Here, Tugume waved his left hand prompting him to stop; he slowed down pretending as though he was parking by the roadside, again he took off at a very high speed. I then asked my bodyguard to shoot him or at least in the air or his tyres, but he replied that, “let’s wait to see whether he stops at Kabimbiri.”
To our surprise, the man just continued past Kabimbiri; that’s when Tugume advised that we follow him to Naggalama as he started calling his SFC [Special Forces Command] counterparts to contact Naggalama Police Station to cut off or mount a roadblock as we continued following him from a distance because he had to keep his eyes in all directions without losing track of this man.
After Nakifuma, he slowed down and branched off to the left just before Naggalama Police Station. I had taken a decision to follow him all through but Tugume shouted, stopping me, saying we may end up in their ambush. I stopped immediately and reversed to the main road and drove to Naggalama Police Station where the DPC [District Police Commander] responded very fast sending out police patrols to cut off all the routes. I was then advised to go back to the police station.

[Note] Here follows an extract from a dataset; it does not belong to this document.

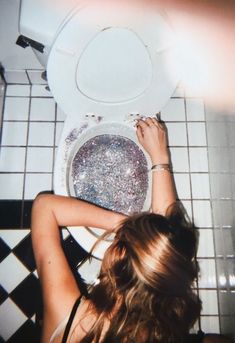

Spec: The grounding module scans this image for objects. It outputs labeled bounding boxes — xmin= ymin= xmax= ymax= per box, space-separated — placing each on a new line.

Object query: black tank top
xmin=61 ymin=296 xmax=82 ymax=343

After two hours, the O.C station got information that they had arrested them. I then informed him that it was only one man who was riding the sports bike, the O.C replied... “Honourable, it’s true but he was later on joined by another person. It seems his accomplices were waiting for him from that same route; they are two but one has escaped and they are coming back with the other,” he said.

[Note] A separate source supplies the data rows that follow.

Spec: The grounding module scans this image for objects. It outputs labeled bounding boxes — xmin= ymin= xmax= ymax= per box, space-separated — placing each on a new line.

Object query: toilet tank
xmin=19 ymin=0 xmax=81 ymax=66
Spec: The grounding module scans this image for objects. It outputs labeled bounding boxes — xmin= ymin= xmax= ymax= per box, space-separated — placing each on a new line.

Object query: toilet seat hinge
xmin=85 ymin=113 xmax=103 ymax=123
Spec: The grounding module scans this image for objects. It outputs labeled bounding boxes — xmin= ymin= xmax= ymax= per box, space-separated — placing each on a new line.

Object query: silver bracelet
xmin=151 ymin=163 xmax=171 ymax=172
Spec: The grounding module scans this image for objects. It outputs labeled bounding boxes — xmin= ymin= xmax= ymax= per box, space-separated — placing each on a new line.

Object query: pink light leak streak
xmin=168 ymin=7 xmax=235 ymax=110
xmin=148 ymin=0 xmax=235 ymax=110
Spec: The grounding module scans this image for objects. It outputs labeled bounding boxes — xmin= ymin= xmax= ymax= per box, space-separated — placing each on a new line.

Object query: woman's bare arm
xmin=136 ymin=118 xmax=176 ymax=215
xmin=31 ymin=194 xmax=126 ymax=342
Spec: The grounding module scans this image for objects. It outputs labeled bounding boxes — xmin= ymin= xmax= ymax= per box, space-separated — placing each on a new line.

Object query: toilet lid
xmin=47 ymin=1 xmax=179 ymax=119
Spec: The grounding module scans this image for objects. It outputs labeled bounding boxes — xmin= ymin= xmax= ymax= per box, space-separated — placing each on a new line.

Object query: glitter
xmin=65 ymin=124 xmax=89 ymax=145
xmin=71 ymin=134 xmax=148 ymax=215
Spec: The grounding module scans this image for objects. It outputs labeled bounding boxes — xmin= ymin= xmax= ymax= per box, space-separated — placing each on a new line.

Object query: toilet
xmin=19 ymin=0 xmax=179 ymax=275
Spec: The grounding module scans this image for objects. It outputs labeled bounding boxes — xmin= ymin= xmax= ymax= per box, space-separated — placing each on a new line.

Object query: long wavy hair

I then asked my bodyguard to rush to the scene to verify and confirm the O.C station’s report. Unfortunately, they found the suspect shot dead and they communicated accordingly.
But before all this, we had stopped right before the Sezibwa Bridge to greet Hon. Mutebi who was also heading to Kampala... as I was talking to him, a boda boda carrying two men riding towards Sezibwa bridge first passed by us and the two men waved at me.
Three minutes later, the same boda came back and stopped right next to us and they jumped off and greeted me and one of them asked me to visit Buyobe Village. They again took the direction of Kayunga; we did not mind about them.
As Tugume was standing behind this suspected assassin at Sinda market, the boda boda resurfaced again with the very two men and stopped a few metres ahead. As we were about to approach Kabimbiri town riding after the sports bike, we saw them again; one on the boda boda, the other standing on the roadside but did not get to see them again.
Questions:
1. If he (Ssebulime) was an innocent man, why didn’t he stop the bike when we first stopped him?
2. If he was going to visit his children at a school located in Kabimbiri, then how come he passed Kabimbiri and proceeded to Sinda where I had parked to buy my groceries?
3. Why did he again make a U-turn after passing by my vehicle at a very low speed; did he want to make another attempt?
4. Why run all the way to Naggalama from Sinda and then to Naggojje if he had reached his first destination?
5. “Why did he run away from police patrol vehicles as they pursued him; why didn’t he stop and declare his harmlessness or innocence?
6. When their bike hit a hump and [they] fell off, why again did they run to the bush as the patrol approached them; why not stop and declare your innocence?
7. Under whose orders was this man shot dead as eyewitnesses who told NTV yesterday narrated?